For further discussion:
On Narcissistic Spectrum, Greene argues that another level of narcissism exist in entrepreneurs and “for many of these leader types,” he argues that their instability and chaos will be mirrored in the company or group they lead. They cannot forge a coherent structure or organisation. Everything must flow through them.” (Greene,2018:46) This argument is double edged: on one hand, he argues that they can’t build organisations. Elon Musk, Steve Jobs, Larry Ellison, just to mention these three come to mind here. Although these business icons fall under this spectrum but one could argue that they created companies and, sometimes, coherence exists. Narcissism carries its own advantages and perhaps, it needs to be buoyed for one to know how to use it one's satisfaction.
Why Four Stars?
As a Greene fan, I would have loved to make this five stars. But, in comparison to his other works, I don’t think The Laws of Human Nature has that sharpness the other books carry. However, I’d still recommend it to friends who are particularly interested in finding the self and understanding the human in others.

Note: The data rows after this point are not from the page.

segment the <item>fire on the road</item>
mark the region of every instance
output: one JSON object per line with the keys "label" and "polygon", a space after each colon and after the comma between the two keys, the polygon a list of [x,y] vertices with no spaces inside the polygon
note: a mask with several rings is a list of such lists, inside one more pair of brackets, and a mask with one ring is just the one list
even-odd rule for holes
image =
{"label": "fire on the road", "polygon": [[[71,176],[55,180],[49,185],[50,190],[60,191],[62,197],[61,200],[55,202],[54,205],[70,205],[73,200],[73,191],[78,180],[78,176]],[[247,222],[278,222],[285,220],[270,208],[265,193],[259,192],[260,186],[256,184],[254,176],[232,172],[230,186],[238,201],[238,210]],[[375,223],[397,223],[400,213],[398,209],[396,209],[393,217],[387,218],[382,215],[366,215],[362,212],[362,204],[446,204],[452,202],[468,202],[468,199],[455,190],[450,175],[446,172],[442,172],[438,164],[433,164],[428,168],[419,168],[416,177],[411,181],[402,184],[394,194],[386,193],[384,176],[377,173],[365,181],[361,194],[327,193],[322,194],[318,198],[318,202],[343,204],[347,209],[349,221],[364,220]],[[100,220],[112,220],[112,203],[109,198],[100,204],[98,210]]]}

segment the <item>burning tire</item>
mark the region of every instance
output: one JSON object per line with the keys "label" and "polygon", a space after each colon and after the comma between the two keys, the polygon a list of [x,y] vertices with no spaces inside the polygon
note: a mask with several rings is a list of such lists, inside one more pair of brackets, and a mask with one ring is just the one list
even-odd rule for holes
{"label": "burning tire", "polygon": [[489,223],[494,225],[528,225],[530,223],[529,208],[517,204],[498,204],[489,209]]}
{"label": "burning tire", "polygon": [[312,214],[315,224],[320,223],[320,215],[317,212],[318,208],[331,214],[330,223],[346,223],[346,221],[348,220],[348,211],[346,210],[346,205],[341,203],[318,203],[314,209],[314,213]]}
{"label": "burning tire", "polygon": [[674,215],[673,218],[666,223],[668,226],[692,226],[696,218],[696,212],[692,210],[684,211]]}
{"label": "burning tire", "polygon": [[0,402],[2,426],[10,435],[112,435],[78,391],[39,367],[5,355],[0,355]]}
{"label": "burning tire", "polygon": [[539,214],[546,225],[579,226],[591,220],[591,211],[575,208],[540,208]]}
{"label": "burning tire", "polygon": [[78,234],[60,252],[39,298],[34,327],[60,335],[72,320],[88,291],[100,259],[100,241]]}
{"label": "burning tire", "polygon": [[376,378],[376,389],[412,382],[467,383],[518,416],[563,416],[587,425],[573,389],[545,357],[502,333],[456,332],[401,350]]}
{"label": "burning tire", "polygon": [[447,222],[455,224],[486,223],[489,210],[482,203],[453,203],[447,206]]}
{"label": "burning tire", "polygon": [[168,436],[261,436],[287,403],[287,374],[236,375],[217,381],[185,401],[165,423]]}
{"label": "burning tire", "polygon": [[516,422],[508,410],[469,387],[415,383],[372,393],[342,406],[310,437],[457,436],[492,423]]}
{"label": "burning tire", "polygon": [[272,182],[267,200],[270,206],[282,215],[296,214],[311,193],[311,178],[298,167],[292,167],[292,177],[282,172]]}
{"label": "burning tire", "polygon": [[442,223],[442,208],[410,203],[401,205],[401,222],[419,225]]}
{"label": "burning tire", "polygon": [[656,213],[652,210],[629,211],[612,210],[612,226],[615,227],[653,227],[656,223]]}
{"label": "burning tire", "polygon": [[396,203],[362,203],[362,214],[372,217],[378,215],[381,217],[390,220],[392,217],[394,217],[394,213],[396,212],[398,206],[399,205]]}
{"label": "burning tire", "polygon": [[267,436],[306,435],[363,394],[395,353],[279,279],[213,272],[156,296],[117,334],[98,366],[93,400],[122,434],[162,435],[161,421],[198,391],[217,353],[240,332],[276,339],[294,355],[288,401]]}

Well, Greene, as always in his works, leaves the reader to take his work as it is or leave it. Explaining a lot and leaving the audience to do the thinking themselves. There are a lot of open ended advices in the book but, overall, the book delivers it's message and shines a new light on features of human nature.
As Greene convalesces (after suffering from a fatal stroke), I wish him speedy recovery and more importantly, I’d give a piece of advice from his book: “people can recover much more quickly from illness through sheer desire and willpower.” I hope he recovers quickly.